LIBE received a briefing on the political agreement on the CER Directive
Following the political agreement reached by the Council of the EU and the European Parliament on 28 June on the Directive for the resilience of critical entities (CER Directive), the Rapporteur for the file, Michal Šimečka, provided further information on the final text during a meeting of the Civil Liberties, Justice and Home Affairs (LIBE) Committee on 5 September (see our previous reporting here). Rapporteur Šimečka explained that public administrations will fall under the scope of the Directive. . He also pointed out that the scopes of both the CER Directive and the NIS 2 Directive are in line with each other. Regarding the definition of ‘incidents’, the Rapporteur stressed that the text has been amended to include both threats to economic activities and to the rule of law. The European Commission, in conjunction with Member States, will be in charge of identifying ‘critical entities’ which fall under the scope of the Directive.

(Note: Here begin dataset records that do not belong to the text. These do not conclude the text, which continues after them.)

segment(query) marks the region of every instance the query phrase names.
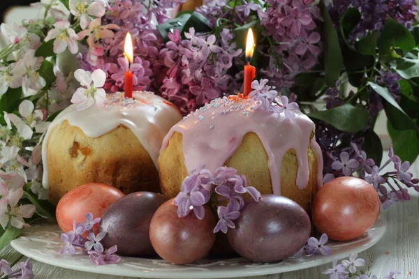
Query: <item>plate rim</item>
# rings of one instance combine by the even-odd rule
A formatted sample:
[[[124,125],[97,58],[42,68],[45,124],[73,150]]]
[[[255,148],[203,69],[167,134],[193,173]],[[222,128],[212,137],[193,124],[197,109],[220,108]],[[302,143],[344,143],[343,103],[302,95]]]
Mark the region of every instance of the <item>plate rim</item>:
[[[362,252],[369,248],[374,246],[384,236],[385,232],[387,230],[387,222],[385,218],[380,214],[378,218],[377,218],[376,222],[383,222],[382,225],[382,232],[376,236],[376,238],[372,239],[372,241],[367,242],[367,243],[357,247],[355,248],[351,249],[351,252],[357,252],[359,253]],[[105,266],[78,266],[74,265],[71,263],[64,264],[61,262],[54,261],[54,258],[52,259],[49,259],[48,257],[41,257],[36,252],[32,252],[31,250],[22,250],[19,244],[19,239],[22,236],[20,236],[19,238],[12,241],[10,242],[11,246],[16,250],[17,252],[21,253],[22,255],[31,257],[34,260],[41,262],[43,264],[49,264],[54,266],[58,266],[63,269],[72,269],[79,271],[89,272],[97,274],[105,274],[105,275],[111,275],[116,276],[133,276],[132,272],[128,273],[125,271],[124,269],[103,269],[101,268]],[[24,237],[24,236],[23,236]],[[347,252],[339,252],[334,251],[335,252],[330,256],[320,256],[321,257],[316,257],[314,259],[313,261],[309,261],[304,263],[299,263],[295,265],[280,265],[280,266],[272,266],[272,265],[262,265],[259,268],[255,269],[249,269],[246,271],[241,271],[237,273],[237,271],[230,271],[230,270],[211,270],[210,271],[193,271],[189,270],[187,272],[182,271],[181,269],[179,269],[177,271],[156,271],[156,270],[144,270],[140,271],[138,269],[138,274],[135,276],[139,276],[141,278],[162,278],[162,279],[174,279],[174,278],[184,278],[184,279],[196,279],[197,278],[203,278],[203,279],[210,279],[210,278],[237,278],[237,277],[249,277],[249,276],[258,276],[263,275],[269,275],[269,274],[279,274],[286,272],[295,271],[297,270],[302,270],[306,269],[309,269],[311,267],[318,266],[323,264],[326,264],[330,263],[333,261],[333,258],[337,257],[339,259],[347,257],[348,256]],[[122,257],[125,259],[129,259],[128,257]],[[239,259],[239,258],[236,258]],[[218,261],[222,261],[222,259],[218,259]],[[251,263],[251,262],[249,262]],[[304,267],[302,268],[302,266]],[[186,267],[191,267],[186,266]],[[151,271],[151,272],[150,272]]]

The European Parliament issued a Study on Europe’s PegasusGate
In July 2022, the European Parliament issued a Study on Europe’s PegasusGate following the revelations that governments around the world, including in the EU, were using Pegasus software to spy on “journalists, lawyers, activists, politicians, and high-ranking state officials”. The study also provides a list of ideas to help the public and private sector counter spyware abuse. For the public sector, one potential way forward would be to promote cyber resilience through governmental incentives and mandate cybersecurity risk management. In this regard, the Study mentions that it is uncertain whether NIS 2 will “contribute to hampering spyware attacks” as risk management and reporting obligations would most likely “not cover consumer products or services themselves”. A spill-over “benefiting the resilience of end-user devices and services” may nevertheless occur, for instance where “mitigating vulnerabilities in end-user products and services is a prerequisite to ensure sufficient cybersecurity”. The Study also mentions that the upcoming Cyber Resilience Act (CRA), may “reinforce contractual duties and impose an obligation on providers to notify users in case the provider becomes aware of a security breach” (see our previous reporting here). As for the private sector, the study stresses that “a vulnerability treatment plan, good disclosure practices, and a swift vulnerability identification and mitigation cycle would further enhance cyber resilience”. For these reasons, the study recommends that like-minded industries cooperate with civil society to exchange their expertise on cyber resilience. It also encourages intermediaries to refuse governmental orders to perform surveillance, and companies to introduce a human rights’ ‘due diligence procedure’, “comprising a human rights impact assessment, a risk classification, and singling-out mitigation measures”.